PanK4 Identified as Regulator of Glucose and Lipid Metabolism

Dr. Ina Henkel Presse- und Öffentlichkeitsarbeit
Deutsches Institut für Ernährungsforschung Potsdam-Rehbrücke

Physical activity is not only important for fitness but also for overall health. This is confirmed by a new study conducted under the leadership of Prof. Dr. Maximilian Kleinert at the German Institute of Human Nutrition Potsdam-Rehbruecke (DIfE). His team identified PanK4 as a key regulator of energy metabolism in skeletal muscle, regulating glucose uptake and fatty acid oxidation and being activated by physical exercise. The study suggests that PanK4 could be a promising approach for treating metabolic disorders such as type 2 diabetes. The findings were published in the journal Nature Communications.

Skeletal muscle accounts for 30 to 40 percent of body weight and is critical for maintaining healthy glucose and lipid metabolism. Impairment in the skeletal muscle's capacity to efficiently use or store glucose can disturb overall glucose homeostasis, potentially resulting in insulin resistance – a major risk factor for type 2 diabetes. Nevertheless, there are only a few therapeutic options that target musculature to treat metabolic disorders.

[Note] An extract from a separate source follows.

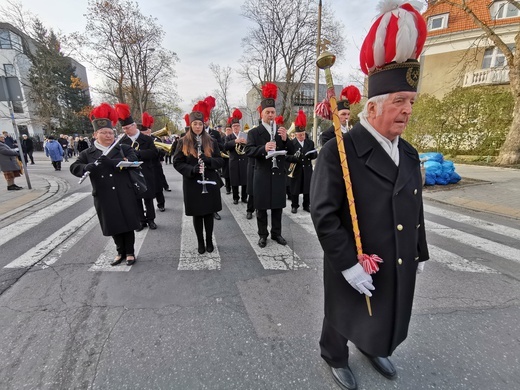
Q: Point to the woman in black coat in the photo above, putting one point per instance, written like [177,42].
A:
[198,158]
[114,197]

Studies in Humans and Mice

Physical activity enhances glucose uptake in muscles and promotes metabolic flexibility. Therefore, it is an effective method for improving glucose metabolism, particularly in insulin resistance and type 2 diabetes. However, the underlying molecular mechanisms are largely unknown. These mechanisms were the focus of investigations by a broad international research team, including scientists from the German Center for Diabetes Research (DZD), coordinated by Prof. Dr. Maximilian Kleinert, head of the Department of Molecular Physiology of Exercise and Nutrition at the DIfE. Using modern mass spectrometric methods, the team successfully identified proteins that are phosphorylated in human and animal muscles following physical exercise. One of these proteins is pantothenate kinase 4 (PanK4).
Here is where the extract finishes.